Luckily, I live in a nation explicitly founded on “the pursuit of happiness,” which not coincidentally has become the greatest and most accomplished on Earth. Only a ghoul would wish greater suffering upon it — and I, by contrast, look forward to toasting it privately tomorrow night with Helen and a couple other Americans. May it be a happy, happy Fourth of July for all — and a happy future for humanity.
P.S. As a little reminder that utilitarians, like doctors administering painful injections, are perfectly capable of recognizing instances where short-term sorrow enhances longer-term pleasure, I offer this:
The lost-cyborg-animals story We3, a dying Supergirl, the massive teleporting lunar dog named Lockjaw, a respectful Skrull general, a self-sacrificing Starman, and more appear in an unusual comment thread sparked by the question, What comic books have made readers cry?
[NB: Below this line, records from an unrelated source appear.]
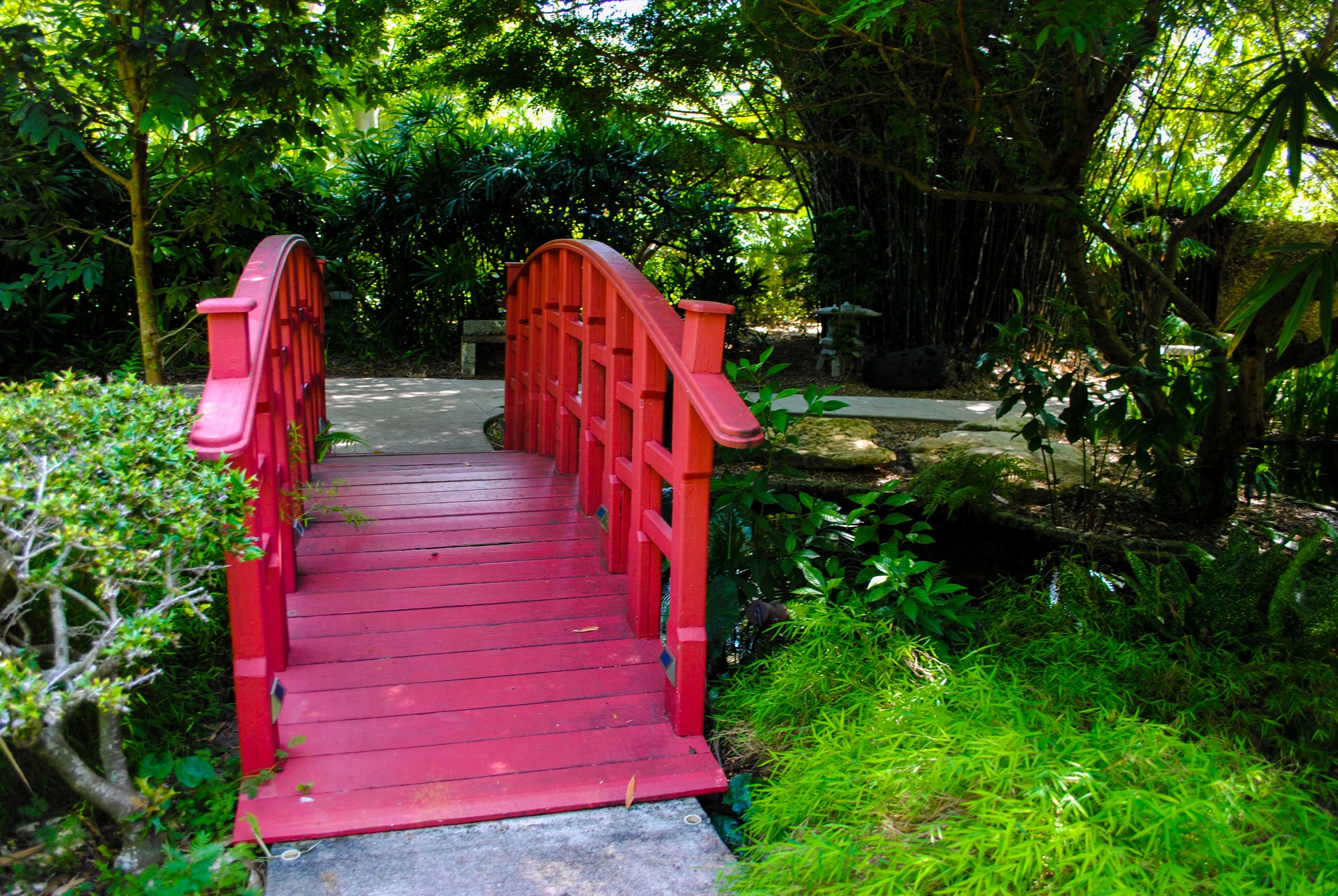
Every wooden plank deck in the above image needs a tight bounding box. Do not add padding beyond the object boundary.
[235,452,727,842]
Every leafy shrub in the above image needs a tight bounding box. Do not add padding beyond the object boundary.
[706,349,974,659]
[907,448,1035,519]
[0,377,252,869]
[723,614,1338,896]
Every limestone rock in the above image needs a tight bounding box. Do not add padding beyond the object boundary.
[907,417,1092,489]
[864,345,954,389]
[788,417,895,469]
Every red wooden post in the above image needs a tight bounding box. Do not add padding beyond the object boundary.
[190,237,325,774]
[604,294,633,572]
[578,265,609,516]
[524,260,543,454]
[554,252,581,473]
[665,301,735,737]
[628,321,677,638]
[502,261,524,451]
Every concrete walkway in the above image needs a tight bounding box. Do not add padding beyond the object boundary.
[265,799,735,896]
[776,394,998,423]
[325,377,503,453]
[182,377,1044,453]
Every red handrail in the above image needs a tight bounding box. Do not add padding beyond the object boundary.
[190,236,325,774]
[505,239,763,735]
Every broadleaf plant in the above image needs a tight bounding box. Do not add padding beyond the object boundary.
[0,376,254,871]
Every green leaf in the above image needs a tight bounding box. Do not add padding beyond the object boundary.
[1287,84,1309,187]
[138,753,173,781]
[177,756,217,788]
[1278,255,1321,352]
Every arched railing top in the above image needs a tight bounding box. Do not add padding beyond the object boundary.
[524,239,763,448]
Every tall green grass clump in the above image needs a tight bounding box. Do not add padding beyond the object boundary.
[723,607,1338,896]
[982,529,1338,804]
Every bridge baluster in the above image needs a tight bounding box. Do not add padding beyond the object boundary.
[506,239,763,735]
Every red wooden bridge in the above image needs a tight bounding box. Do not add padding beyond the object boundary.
[192,237,762,841]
Thanks to the commenters’ tendency to synopsize, you might appreciate it even without knowing the stories or characters (I knew some).
More than a few are meta-moments in which characters realize the tragedy of their whole existences — or the reader’s. And on that note, though I don’t think I ever actually cried while reading a comic, one moment (aside from We3, which you’ll all supposedly get to see as a film one of these days) that struck me as at least poignant was a moment in Zot! — a comic about one lone superhero boy on a world otherwise pretty much identical to our unheroic own. In one issue, we see that a boy from our world who Zot knows imagines his doomed high school romance as a sci-fi death tableau — and it is made all the more painfully pathetic by the fact that we readers can see that the semi-imaginative youth’s fantasy is, while superficially powerful, terribly derivative of Phoenix’s death scene in X-Men.
If, reading it, you admit to yourself that the Zot! scene works, you suddenly have to confront the shortcomings — and great potential — in your own nerdy life and in your favorite medium, like the experience of hearing a song trope that undeniably works even though you’ve heard it 800 times before and not being able to decide whether you resent the songwriter, his predecessors, the world, or your own weakness.
P.P.S. Speaking of sad animal stories, I fear the two cats who often sat in the window of an apartment near mine have moved away, possibly taking the unbelievably huge, brown, furry, and Chewbacca-like Newfoundland mix with them before I ever got around to taking a picture of him.
On the bright side, I just read a review of the Guardians of the Galaxy comic book in which a telepathic Russian dog named Cosmo (not owned by Jonah Goldberg, unless he’s a double agent) wakes up from unconsciousness with the aforementioned Lockjaw licking his head and looking concerned, and Cosmo asks “Are you God?” Lockjaw is not God, but he’s good — he worries when his friends suffer.